With respect to the Fed, as no cut is expected this week, all eyes or on how the statement will acknowledge improvements in price pressures in tandem with some signs of employment slowdown and how they both pertain to a cut in September, which is now fully priced in...again. In fact, since the start of this month the market is now expecting two full rate cuts by year end and has 70% odds for a 3rd cut. However, much of the “Fedspeak” leading up to the quiet period ahead Wednesday’s meeting has been cautious and balanced as the inflation and jobs data mentioned above has been positive but far from groundbreaking.

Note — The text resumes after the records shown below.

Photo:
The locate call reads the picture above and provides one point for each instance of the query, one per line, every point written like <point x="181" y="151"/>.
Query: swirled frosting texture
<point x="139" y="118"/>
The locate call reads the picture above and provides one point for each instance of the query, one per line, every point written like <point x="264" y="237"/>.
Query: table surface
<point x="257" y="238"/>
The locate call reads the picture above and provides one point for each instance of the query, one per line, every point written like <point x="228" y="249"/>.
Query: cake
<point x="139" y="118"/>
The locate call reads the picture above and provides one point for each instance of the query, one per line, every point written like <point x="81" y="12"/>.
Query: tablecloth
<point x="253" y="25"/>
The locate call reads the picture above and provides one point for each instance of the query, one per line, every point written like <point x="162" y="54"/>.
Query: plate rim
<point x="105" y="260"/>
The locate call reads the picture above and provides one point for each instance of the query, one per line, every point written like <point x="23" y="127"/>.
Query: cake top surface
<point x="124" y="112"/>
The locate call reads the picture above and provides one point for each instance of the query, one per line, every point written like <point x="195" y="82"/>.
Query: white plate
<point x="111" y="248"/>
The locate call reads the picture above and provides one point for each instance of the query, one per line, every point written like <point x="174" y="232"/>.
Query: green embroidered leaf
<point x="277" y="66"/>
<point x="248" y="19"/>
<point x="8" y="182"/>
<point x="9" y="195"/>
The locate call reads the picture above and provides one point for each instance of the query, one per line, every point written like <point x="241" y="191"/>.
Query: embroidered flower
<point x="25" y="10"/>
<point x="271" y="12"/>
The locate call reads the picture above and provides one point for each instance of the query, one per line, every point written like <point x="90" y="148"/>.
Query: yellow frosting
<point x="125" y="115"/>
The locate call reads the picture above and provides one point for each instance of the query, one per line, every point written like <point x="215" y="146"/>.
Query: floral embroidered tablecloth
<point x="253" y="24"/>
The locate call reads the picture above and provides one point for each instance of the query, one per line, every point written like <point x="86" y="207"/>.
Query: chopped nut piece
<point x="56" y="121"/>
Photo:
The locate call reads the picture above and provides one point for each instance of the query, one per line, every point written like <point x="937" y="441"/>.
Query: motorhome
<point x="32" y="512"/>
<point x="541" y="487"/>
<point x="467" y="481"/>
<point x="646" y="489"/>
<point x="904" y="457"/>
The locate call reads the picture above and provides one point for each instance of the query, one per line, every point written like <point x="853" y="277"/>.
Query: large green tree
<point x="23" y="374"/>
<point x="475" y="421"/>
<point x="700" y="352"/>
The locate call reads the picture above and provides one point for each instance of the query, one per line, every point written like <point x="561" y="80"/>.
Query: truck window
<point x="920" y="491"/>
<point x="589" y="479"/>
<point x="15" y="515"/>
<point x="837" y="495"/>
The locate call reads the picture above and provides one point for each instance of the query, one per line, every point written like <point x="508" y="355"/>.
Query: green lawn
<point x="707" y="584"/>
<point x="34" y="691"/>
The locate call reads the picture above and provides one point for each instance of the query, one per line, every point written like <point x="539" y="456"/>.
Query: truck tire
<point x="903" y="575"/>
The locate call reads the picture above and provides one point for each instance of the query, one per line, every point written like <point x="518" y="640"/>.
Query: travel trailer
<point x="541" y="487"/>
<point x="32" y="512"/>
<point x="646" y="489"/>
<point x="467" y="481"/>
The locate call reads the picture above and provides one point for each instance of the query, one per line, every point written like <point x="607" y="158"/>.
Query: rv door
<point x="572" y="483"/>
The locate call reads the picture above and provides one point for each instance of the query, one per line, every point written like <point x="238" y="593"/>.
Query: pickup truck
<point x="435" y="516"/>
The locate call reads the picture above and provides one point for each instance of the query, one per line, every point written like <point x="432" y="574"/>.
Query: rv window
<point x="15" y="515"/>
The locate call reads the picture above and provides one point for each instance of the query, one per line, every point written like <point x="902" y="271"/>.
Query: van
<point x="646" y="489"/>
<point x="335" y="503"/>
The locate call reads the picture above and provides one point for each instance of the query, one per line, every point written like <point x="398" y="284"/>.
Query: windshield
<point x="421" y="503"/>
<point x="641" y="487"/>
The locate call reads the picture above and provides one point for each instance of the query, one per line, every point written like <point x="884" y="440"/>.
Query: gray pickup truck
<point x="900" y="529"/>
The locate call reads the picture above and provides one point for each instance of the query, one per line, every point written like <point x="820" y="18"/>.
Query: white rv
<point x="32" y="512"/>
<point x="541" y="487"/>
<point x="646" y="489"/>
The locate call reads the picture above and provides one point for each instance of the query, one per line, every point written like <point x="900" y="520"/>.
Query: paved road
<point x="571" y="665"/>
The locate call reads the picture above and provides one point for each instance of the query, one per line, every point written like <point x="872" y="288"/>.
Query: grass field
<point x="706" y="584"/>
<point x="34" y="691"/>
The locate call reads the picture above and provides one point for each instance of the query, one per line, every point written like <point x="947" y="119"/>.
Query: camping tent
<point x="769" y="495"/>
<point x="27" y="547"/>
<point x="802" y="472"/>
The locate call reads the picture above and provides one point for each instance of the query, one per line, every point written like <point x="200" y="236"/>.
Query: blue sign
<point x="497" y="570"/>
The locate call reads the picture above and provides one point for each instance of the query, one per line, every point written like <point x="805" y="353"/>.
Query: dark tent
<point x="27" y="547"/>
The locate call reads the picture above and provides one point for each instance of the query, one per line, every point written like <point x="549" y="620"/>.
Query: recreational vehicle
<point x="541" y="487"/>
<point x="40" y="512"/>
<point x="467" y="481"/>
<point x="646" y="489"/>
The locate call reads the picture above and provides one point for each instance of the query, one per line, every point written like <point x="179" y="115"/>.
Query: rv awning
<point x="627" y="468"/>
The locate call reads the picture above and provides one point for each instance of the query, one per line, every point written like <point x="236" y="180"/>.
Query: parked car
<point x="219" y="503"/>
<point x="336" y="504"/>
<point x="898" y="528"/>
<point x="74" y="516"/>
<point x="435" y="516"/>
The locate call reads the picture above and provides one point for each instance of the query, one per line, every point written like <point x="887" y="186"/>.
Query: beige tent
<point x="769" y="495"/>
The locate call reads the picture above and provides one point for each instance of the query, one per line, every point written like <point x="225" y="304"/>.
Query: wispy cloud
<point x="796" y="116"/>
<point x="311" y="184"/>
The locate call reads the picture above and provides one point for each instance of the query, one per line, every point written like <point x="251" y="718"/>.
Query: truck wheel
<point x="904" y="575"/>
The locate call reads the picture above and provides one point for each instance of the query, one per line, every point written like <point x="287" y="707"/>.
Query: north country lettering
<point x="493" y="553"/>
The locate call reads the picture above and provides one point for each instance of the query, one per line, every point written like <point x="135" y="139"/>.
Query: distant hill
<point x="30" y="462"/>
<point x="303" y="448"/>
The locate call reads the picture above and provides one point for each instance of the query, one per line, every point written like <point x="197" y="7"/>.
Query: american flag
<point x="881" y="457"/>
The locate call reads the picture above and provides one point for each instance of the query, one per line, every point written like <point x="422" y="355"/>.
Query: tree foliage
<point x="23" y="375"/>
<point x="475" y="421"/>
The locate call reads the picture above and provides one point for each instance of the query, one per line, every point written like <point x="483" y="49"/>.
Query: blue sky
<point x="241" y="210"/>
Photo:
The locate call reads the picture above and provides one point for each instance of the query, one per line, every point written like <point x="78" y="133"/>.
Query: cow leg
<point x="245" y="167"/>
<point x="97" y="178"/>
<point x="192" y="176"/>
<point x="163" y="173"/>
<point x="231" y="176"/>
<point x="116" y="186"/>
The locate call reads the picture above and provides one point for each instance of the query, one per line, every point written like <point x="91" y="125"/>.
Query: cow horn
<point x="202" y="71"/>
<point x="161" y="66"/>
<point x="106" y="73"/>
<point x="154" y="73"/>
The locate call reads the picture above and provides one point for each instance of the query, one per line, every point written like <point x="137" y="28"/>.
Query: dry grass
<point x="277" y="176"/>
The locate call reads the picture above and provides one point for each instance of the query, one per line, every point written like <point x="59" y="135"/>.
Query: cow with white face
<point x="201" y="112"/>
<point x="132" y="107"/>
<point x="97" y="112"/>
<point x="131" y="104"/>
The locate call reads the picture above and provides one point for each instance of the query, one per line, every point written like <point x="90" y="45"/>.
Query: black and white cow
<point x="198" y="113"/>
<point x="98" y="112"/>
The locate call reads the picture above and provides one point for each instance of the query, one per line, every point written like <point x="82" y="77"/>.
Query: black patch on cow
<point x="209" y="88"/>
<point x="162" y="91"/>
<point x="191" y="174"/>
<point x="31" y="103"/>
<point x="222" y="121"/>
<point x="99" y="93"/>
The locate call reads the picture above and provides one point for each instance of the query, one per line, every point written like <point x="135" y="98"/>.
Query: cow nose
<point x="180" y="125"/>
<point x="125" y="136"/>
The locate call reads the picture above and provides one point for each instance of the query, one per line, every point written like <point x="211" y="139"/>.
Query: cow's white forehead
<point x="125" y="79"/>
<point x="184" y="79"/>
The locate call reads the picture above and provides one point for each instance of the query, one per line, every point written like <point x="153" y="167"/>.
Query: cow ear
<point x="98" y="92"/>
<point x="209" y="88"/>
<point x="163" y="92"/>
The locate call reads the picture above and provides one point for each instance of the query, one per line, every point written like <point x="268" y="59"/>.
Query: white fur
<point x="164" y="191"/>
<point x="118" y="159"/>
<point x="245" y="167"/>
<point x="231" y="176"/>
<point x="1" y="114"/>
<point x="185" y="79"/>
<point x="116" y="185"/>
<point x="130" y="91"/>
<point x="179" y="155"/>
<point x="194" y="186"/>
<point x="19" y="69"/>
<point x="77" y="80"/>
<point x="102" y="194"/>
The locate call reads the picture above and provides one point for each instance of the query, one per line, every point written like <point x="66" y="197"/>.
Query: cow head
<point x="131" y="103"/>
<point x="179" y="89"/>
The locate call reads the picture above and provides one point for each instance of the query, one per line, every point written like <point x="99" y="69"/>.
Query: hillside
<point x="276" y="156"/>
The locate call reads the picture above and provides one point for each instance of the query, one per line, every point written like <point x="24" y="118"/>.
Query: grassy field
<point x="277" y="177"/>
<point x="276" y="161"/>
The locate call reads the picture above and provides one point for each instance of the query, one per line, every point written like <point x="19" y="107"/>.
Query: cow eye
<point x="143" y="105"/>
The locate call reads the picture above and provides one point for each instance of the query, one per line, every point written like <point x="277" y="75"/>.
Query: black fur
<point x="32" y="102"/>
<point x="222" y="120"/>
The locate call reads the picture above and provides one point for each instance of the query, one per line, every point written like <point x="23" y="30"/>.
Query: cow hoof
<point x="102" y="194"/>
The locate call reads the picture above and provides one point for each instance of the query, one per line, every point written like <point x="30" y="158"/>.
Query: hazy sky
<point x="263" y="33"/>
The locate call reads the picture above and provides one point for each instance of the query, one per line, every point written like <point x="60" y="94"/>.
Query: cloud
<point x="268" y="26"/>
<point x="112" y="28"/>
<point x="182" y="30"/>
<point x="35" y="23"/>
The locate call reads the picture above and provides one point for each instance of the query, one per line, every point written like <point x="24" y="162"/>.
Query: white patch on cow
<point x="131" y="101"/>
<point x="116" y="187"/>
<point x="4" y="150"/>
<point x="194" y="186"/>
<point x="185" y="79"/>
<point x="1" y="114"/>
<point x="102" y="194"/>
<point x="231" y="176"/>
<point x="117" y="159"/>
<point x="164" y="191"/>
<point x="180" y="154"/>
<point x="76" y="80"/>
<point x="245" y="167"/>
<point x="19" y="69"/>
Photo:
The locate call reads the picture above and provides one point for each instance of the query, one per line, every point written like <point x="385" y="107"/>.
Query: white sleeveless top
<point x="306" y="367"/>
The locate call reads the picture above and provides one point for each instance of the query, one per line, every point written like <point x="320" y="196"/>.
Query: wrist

In the interest of market stability, the Fed may need to be more balanced than usual given the next meeting is 1.5 months away. As such, Jerome Powell’s speech in August at The Jackson Hole Economics Symposium will be the next major Fed event risk.
Additional thematic highlights as well as this week’s event calendar:
- USD/JPY is now 5% lower from the highs seen at the beginning of this month as speculation that Wednesday’s Bank of Japan rate decision will provide enough hawkishness to keep all the Yen sellers at bay. The market is expecting either a cut in bond-buying or a rate hike, with some even expecting both. This has led to a major unwind in many carry trades such as that of MXN/JPY and BRL/JPY
- According to data from political betting sites, Vice President Harris’ odds of winning the presidential election have been steadily increasing over the last several days, putting some “Trump-trades” at risk (higher Treasury yields and stronger dollar amongst others)
- Donald Trump’s crypto-friendly speech over the weekend complemented his recent comments on the need for a weaker USD in order to help US manufacturers, an idea that current Treasury Secretary Yellen openly disagrees with
Event Calendar:
- Monday: ---
- Tuesday: US JOLTS Job Openings; Eurozone GDP; Mexico GDP; Brazil FGV Inflation; Microsoft quarterly earnings
- Wednesday: US Federal Reserve rate decision & ADP Employment Change; Canada GDP; Eurozone CPI; Brazil SELIC rate decision; Meta quarterly earnings
- Thursday: US Weekly Initial Jobless Claims; United Kingdom BoE rate decision; Eurozone Unemployment & ECB Economic Bulletin; Apple & Amazon quarterly earnings
- Friday: US Non-Farm Payrolls
EUR/USD is 0.3% lower on the day and 0.55% lower versus this time last week as the pair hovers near its 200-day moving average to the downside. While GDP and CPI in the common currency will be released this week, all attention remains to the Fed and its effect on the USD this week. While realized volatility in the pair has shrunk given the summer holiday season that same quiet can lead to exaggerated market moves on low liquidity levels as well, particularly near popular sources of resistance and in this case support via the 200-day moving average.
USD/CAD is slightly higher on the day and 1% higher versus this time last week, touching a 2024 year high this morning. While Canadian GDP is to be released this week, the market has focused on the rate differential between the two trading partners. While the US & Canada of course don’t move in perfect synchronicity with one another, the BoC has already cut two times while the Fed is looking to wait until September. Some are growing concerned about the possibility of a 3-cut differential and while that is currently rather unlikely, this theme has put pressure on the loonie over the course of the last week, more so than peers.
GBP/USD is essentially unchanged on the day and -0.5% versus this time last week as the market waits for the dual Fed & BoE decisions this week. The consensus is for the first cut of the cycle for the Bank of England although there are a number of analysts that remain in the “unchanged” camp. The lack of strong consensus implies potential price volatility to come. The pair has drifted 1.5% lower from the highs seen in the middle of July but is still 1.85% above the lows seen at the start of the month.
USD/MXN is 1% higher on the day and 3.35% higher versus this time last week, one of the worst performers amongst its peers. Two primary themes have emerged regarding peso weakness as of late:
- A potential Trump victory would create a “round 2” of confrontation given the renewed issues at the border
- More recently, the reversed weakness of the Japanese Yen has made a popular carry trade (sell JPY, buy MXN) rather crowded and less profitable than in the past Unusually, the Bank of Japan meeting on Wednesday may have just as much effect on the peso as the US Fed decision.
USD/BRL is flat on the day but 1.1% higher versus this time last week, largely due to one of the same themes as in USD/MXN, the strength of the JPY (described above). Recent JPY strength has unwound many popular carry trades, BRL/JPY included. The high domestic rates in Brazil have been an attractive place to lend while borrowing in JPY which has effectively maintained a 0 interest rate policy while the rest of the developed world hiked rates to counter runaway inflation. Now that there is risk that the Bank of Japan raises rates this week the trade has unwound very fast causing a week BRL across multiple pairs, not just the JPY. The Brazilian real has one of the largest sensitivities to event risk this week as the Fed, Bank of Japan, and the Brazilian Central Bank all update their rate policies this week.